Posted: Mon Dec 15, 2008 5:57 pm
by btilly
I suggested this one as a PE problem but never got a response. Perhaps they thought it required too much physics, even though I stated all of the necessary physics.

Eddie the electrician gets bored with circuits wired in series and parallel, and decides to try something more complicated. He takes the numbers from 1 to 100 and makes the following connections with wires with 1 ohm resistors in the middle. First he connects 1 to 2, 2 to 3, ..., 99 to 100. Then he connects 2 to 4, 4 to 6, ..., 98 to 100. Then he connects 3 to 6, 6 to 9, ..., 96 to 99. And so on up to his final wire connecting 50 to 100.
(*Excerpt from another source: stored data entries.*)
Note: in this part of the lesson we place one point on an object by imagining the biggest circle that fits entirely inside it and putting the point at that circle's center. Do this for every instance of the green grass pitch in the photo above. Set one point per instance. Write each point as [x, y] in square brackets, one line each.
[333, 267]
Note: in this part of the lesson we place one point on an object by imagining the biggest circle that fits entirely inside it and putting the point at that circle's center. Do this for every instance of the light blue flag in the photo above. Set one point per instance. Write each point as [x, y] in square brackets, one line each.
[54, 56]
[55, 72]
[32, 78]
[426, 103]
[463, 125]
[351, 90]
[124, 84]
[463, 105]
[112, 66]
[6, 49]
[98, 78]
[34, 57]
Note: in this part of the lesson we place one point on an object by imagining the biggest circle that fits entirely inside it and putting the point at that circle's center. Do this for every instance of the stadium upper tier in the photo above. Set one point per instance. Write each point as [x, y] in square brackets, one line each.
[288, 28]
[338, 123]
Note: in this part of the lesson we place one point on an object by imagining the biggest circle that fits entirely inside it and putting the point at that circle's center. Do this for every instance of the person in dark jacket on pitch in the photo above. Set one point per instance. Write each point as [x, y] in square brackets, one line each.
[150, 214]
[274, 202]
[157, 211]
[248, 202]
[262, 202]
He then measures the resistance of the whole network from 1 to 100. What resistance does he find?

Physics Reminder: In an electrical circuit, V = IR where V is the voltage in volts, I is the current in amps, and R the resistance in ohms. Furthermore current is neither created nor destroyed in simple circuits.

Re: Resistance of a network

Posted: Tue Dec 16, 2008 6:13 pm
by harryh
2.266378... ohms
And when Eddie's brother got more ambitious and repeated the trick with numbers 1..1000, he found 2.222733... ohms.
Furthermore current is neither created nor destroyed in simple circuits.
This doesnot look like a simple circuit to me, but I assumed that the same premise holds :)

Re: Resistance of a network

Posted: Tue Dec 16, 2008 11:50 pm
by btilly
harryh wrote:2.266378... ohms
And when Eddie's brother got more ambitious and repeated the trick with numbers 1..1000, he found 2.222733... ohms.
Yup!
harryh wrote:
Furthermore current is neither created nor destroyed in simple circuits.
This does not look like a simple circuit to me, but I assumed that the same premise holds :)
There are no capacitors and we don't have alternating current, so yes it is a simple circuit. Albeit a complicated one.

I included that fact because I didn't want to rely on any physics knowledge that people might not know, but highlighting that fact does make it easier.